Исари сделал шаг вперед, произнес:
– Добро пожаловать, мои царственные братья! Я рад принимать вас в моём доме.
Мужчины обнялись, обменялись рукопожатиями. Принцы по очереди поцеловали руку Этери, восхитились её красотой, назвали «главной драгоценностью Багры».
У Константина нашлось письмо от её кузена Икара, сбежавшего из дома три года назад и теперь учившегося всё в той же академии.
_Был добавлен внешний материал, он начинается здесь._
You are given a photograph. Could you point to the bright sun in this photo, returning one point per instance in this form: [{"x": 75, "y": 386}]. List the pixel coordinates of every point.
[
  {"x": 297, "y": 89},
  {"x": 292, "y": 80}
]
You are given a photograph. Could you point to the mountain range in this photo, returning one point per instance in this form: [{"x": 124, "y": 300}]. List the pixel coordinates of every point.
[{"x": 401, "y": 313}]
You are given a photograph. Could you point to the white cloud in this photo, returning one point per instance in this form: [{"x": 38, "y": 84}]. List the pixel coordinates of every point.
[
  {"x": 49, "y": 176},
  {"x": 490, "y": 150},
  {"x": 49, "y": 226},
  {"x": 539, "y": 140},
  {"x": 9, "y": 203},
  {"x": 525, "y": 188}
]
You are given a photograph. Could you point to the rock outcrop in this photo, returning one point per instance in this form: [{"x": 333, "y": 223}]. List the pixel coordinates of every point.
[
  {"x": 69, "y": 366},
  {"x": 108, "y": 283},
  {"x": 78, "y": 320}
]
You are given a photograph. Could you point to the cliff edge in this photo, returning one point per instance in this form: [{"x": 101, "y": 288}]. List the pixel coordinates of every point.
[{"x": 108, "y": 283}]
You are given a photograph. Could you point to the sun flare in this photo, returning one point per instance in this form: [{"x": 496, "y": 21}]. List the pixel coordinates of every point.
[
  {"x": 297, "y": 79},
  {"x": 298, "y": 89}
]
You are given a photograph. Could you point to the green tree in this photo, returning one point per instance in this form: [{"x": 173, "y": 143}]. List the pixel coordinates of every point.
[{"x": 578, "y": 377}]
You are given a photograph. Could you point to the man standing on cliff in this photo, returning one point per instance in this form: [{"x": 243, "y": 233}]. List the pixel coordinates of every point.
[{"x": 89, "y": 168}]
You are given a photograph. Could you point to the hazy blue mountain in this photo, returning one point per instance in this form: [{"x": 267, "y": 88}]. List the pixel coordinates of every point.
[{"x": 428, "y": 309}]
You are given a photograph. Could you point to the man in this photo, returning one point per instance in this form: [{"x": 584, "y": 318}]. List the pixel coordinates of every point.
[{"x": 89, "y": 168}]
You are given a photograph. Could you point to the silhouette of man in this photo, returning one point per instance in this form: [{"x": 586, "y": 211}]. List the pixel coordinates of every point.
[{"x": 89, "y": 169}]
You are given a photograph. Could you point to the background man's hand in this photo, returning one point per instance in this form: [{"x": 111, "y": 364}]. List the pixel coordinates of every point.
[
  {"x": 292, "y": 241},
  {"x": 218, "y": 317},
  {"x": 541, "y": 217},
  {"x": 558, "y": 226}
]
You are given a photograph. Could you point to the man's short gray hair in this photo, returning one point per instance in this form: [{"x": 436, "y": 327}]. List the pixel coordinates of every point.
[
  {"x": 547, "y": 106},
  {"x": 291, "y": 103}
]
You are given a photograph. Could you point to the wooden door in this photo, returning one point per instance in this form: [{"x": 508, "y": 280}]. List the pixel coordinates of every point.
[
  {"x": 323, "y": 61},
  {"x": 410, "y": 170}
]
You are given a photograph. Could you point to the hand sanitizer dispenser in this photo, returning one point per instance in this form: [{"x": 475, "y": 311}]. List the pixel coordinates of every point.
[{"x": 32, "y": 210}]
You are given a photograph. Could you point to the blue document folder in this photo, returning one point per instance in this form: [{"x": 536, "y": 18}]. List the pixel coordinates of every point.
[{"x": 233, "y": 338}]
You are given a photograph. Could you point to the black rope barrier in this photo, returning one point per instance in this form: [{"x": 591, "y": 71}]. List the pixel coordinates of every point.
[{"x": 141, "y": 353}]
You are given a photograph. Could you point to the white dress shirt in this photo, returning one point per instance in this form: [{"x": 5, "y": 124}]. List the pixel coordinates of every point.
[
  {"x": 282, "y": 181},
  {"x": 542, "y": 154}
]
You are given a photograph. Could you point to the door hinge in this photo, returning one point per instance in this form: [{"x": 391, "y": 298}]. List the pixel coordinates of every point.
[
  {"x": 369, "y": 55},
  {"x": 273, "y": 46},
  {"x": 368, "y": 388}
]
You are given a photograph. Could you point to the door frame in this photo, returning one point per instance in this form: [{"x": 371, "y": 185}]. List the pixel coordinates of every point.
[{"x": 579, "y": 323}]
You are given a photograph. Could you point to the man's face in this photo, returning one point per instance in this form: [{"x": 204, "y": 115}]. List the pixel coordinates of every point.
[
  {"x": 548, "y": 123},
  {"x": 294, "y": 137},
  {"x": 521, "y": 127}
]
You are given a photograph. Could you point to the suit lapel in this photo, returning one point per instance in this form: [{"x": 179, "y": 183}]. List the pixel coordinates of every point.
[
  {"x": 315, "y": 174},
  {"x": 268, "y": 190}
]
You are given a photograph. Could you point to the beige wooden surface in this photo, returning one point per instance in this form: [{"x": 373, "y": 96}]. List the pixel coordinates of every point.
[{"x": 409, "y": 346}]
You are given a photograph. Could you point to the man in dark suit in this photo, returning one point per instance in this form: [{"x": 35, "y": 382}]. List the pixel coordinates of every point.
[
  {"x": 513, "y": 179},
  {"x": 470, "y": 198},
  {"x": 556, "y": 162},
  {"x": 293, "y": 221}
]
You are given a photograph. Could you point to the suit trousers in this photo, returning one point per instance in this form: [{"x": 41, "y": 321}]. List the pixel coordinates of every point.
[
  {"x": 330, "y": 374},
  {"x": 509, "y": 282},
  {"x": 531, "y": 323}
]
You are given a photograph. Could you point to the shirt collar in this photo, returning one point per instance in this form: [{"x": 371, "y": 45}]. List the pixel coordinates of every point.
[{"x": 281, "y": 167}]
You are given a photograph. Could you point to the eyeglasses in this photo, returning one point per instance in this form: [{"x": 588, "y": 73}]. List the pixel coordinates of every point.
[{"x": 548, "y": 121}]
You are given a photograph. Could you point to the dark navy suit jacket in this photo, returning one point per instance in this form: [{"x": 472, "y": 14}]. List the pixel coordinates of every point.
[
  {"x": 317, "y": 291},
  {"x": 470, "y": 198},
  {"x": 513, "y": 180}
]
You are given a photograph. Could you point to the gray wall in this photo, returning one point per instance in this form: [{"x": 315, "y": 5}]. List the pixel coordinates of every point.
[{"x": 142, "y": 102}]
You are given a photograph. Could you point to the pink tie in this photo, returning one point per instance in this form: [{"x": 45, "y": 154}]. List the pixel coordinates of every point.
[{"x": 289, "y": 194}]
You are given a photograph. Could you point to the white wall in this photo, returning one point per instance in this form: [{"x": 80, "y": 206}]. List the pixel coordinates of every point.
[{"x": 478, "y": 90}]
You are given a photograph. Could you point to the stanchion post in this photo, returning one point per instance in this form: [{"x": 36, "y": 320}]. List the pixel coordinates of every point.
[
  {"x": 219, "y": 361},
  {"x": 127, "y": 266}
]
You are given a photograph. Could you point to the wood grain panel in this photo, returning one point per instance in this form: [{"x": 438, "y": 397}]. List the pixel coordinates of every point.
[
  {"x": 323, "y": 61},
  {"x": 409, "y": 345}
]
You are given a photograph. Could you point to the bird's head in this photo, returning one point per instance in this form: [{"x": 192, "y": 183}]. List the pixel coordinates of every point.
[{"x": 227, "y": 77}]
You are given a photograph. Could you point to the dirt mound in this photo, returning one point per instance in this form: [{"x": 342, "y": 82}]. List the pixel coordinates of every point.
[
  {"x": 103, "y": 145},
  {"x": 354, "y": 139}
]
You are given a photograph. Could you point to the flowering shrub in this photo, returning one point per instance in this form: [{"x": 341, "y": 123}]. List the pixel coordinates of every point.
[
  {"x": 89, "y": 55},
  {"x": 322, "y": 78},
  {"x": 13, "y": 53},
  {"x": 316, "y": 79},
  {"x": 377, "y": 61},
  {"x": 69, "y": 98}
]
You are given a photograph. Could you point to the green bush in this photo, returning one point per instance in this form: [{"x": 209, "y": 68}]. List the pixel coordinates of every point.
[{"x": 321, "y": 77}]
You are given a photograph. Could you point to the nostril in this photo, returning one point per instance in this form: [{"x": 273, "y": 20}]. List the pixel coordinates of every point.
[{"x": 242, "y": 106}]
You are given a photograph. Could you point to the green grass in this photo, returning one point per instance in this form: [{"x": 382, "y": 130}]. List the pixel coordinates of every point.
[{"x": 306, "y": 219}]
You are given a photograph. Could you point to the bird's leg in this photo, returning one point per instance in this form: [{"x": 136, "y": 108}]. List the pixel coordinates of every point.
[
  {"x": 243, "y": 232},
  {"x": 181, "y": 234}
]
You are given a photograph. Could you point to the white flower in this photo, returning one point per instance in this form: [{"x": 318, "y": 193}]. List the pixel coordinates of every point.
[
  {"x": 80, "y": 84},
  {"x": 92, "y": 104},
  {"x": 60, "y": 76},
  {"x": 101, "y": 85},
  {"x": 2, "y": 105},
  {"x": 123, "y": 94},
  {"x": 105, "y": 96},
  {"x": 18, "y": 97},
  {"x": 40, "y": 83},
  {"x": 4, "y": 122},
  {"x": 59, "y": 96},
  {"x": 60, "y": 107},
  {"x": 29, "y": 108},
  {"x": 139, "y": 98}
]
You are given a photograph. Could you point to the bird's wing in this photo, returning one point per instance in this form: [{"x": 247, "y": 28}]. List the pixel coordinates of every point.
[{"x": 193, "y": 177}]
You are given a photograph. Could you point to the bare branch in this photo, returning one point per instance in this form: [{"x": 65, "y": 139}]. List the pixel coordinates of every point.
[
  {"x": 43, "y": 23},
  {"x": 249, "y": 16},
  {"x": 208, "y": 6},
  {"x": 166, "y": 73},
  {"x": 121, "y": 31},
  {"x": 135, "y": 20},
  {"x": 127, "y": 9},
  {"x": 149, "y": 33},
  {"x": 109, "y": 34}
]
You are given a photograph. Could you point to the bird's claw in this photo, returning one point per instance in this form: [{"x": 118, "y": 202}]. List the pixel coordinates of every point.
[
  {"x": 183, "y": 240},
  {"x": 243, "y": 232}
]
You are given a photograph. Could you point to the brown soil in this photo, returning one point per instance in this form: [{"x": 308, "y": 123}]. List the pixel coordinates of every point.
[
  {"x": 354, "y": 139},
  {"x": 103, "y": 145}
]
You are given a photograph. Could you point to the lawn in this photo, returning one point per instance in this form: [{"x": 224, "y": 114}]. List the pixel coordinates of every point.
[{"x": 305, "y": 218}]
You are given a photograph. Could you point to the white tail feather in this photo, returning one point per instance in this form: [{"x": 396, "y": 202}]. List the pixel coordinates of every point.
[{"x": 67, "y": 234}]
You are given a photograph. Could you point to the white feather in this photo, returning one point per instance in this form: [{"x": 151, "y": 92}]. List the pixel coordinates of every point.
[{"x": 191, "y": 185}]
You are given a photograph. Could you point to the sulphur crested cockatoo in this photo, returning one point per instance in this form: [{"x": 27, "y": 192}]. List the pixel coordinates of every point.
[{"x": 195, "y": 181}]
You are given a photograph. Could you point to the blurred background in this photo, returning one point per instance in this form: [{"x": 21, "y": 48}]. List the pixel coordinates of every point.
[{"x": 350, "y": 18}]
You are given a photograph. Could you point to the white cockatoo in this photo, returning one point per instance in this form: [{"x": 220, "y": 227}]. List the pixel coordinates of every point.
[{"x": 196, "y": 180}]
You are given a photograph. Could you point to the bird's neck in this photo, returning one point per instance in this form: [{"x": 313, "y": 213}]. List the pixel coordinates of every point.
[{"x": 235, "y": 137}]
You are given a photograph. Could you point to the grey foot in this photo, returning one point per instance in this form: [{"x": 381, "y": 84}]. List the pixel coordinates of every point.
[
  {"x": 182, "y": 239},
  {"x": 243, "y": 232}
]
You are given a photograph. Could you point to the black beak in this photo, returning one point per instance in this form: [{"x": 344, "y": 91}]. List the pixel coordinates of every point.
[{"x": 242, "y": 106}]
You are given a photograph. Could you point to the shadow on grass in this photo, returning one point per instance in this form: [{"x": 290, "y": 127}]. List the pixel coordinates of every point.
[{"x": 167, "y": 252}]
Этери присела в реверансе на гелиатский манер.
Валериан подошёл к краю площадки, облокотился на перила, взглянул вниз на столицу Багры и на сам дворец. Они стояли в самом центре раскручивающейся спирали из дворца, хозяйственных построек, садов и казарм, составлявших резиденцию багрийской царской династии.
Стояла тёплая весна, и сады утопали в зелени, но здесь, на причальной башне, было достаточно холодно из-за ветра. Этери подошла к гостю, проследила за его взглядом. Она не боялась высоты, с детства привыкнув карабкаться по отвесным скалам и разорять птичьи гнёзда.
– О вас ходят странные слухи, прекрасная княгиня, – заметил Валериан. – Будто вы, следуя каким-то замшелым традициям, собираетесь принести обет целомудрия…
Этери прикрыла глаза, досчитала до десяти. Наверняка гелиатский принц был не прочь завести роман с девицей, на которой в случае чего не придётся жениться. В голове пронеслись сотни колкостей, но Исари рассчитывал на неё. Этери ответила серьёзно и просто:
– Я старшее дитя из рода князей Гатенских, Ваше Высочество. И приняла княжескую корону, в обход наследников мужского пола, не для того, что бы прясть, ткать и ожидать мужа. За всё своя плата. Я – честь и совесть царя, его тень, его страж, его преданный пёс. Будь я мужчиной, обрести семью мне не составило бы труда, но от женщины сохранение семейного очага требует больше сил и времени. Я выбирала между семьёй и служением. И выбрала.
– И всё же это жестоко…
– Быть может, – кивнула Этери. – Однако в каждой стране есть традиции, которые лучше соблюдать. Напомните, я расскажу вам одну легенду.